Quali le conseguenze? In questa realtà acquistano paradossalmente un peso maggiore i piccoli giornali il cui ruolo nella formazione dell’opinione pubblica e nella battaglia delle idee ha un peso specifico superiore rispetto ai giornali che sono ritenuti grandi, ma che non hanno poi veramente i numeri per influenzare più di tanto l’opinione pubblica. È, inoltre, già abbastanza evidente che anche quelli che sono ritenuti importanti quotidiani nazionali, proprio perché di nicchia e con una tradizione di politicizzazione, si sono già trasformati. Sono tutti divenuti “secondi giornali” (rispetto all’informazione tv) o giornali-partito. Tutti rappresentano solo una parte ben delimitata della società e dell’opinione pubblica: il centro moderato, la borghesia progressista, il riformismo pluralista, l’intransigenza valoriale, la sinistra, la propaganda berlusconiana, il mondo cattolico più osservante. Tutti per mantenere e non restringere la propria nicchia abbandonano le illusioni dell’obiettività e dell’imparzialità e innalzano una loro bandiera. Tutti dichiarano nei fatti la propria inclinazione a formare oltre che informare. Ecco, la risposta italiana alla crisi non può che partire da qui.

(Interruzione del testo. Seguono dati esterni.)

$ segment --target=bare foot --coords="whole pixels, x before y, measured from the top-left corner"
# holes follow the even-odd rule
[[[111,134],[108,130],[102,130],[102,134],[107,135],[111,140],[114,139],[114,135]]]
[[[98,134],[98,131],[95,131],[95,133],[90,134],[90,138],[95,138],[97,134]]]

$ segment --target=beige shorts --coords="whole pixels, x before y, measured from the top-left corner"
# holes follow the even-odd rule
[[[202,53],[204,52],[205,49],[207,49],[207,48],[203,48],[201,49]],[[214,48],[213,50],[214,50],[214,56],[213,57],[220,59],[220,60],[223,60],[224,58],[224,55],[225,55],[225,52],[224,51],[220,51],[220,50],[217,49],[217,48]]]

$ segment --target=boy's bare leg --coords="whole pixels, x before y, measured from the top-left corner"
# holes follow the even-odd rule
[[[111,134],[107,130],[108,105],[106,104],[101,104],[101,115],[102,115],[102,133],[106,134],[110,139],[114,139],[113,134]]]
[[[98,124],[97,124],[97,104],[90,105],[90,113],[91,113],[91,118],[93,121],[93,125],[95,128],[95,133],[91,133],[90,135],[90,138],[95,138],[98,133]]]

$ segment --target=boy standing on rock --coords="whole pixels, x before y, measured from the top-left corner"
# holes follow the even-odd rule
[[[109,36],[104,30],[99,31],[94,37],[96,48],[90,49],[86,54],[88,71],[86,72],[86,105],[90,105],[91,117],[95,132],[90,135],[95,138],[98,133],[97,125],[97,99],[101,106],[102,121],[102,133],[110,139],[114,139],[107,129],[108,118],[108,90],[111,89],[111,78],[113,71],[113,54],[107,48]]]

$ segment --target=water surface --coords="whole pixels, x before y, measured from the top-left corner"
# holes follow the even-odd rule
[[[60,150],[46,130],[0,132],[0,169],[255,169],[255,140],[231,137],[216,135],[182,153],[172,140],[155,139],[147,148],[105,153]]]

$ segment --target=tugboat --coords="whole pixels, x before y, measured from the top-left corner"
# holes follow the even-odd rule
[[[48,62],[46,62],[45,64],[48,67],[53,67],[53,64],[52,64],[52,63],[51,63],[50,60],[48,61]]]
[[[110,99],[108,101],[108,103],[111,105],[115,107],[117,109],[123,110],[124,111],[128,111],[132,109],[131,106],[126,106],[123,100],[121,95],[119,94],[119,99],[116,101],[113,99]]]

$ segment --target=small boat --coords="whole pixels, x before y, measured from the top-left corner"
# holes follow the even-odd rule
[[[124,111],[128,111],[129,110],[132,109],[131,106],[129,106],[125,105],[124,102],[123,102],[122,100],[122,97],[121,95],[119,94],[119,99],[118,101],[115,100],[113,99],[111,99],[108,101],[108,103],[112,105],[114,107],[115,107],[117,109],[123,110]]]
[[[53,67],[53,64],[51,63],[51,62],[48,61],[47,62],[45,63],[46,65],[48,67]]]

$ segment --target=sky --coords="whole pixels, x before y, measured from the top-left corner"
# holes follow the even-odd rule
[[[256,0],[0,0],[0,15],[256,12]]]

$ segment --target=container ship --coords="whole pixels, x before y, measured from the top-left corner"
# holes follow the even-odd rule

Queste trasformazioni, se riconosciute, vissute e valorizzate, possono non essere del tutto negative. Possono persino aiutare il Paese a uscire da una sorta di apatia intellettuale nella quale è caduto, a ricostruire punti di vista, a condurre battaglie di idee. Possono portare la carta stampata a ben radicarsi nella società seppure in modo diverso da come siamo abituati a pensare. E a dare – nel ridimensionamento – una soluzione alla sua crisi. Non in termini di copie vendute – questo mi pare impossibile – ma di credibilità e di ruolo, di nuova indipendenza. Il coraggio di riconoscere i propri limiti e di giocare su un altro terreno è la condizione indispensabile perché la stampa quotidiana non perda il confronto con l’altra faccia dell’informazione, quella televisiva, che dilaga con notizie e immagini e occupa spazi che la prima non può più coprire. Un’ informazione televisiva la cui impronta in Italia è oggi decisamente governativa e berlusconiana. Si tratta di costruire e raccontare dove l’altra spesso nega, distrugge e disgrega, fornire nuovi modi di pensare che forse qualche volta possono apparire minoritari, poi influiscono sull’opinione pubblica. Non so se ci riuscirà o se continuerà a seguire strade ormai superate, ma questa è la nuova sfida.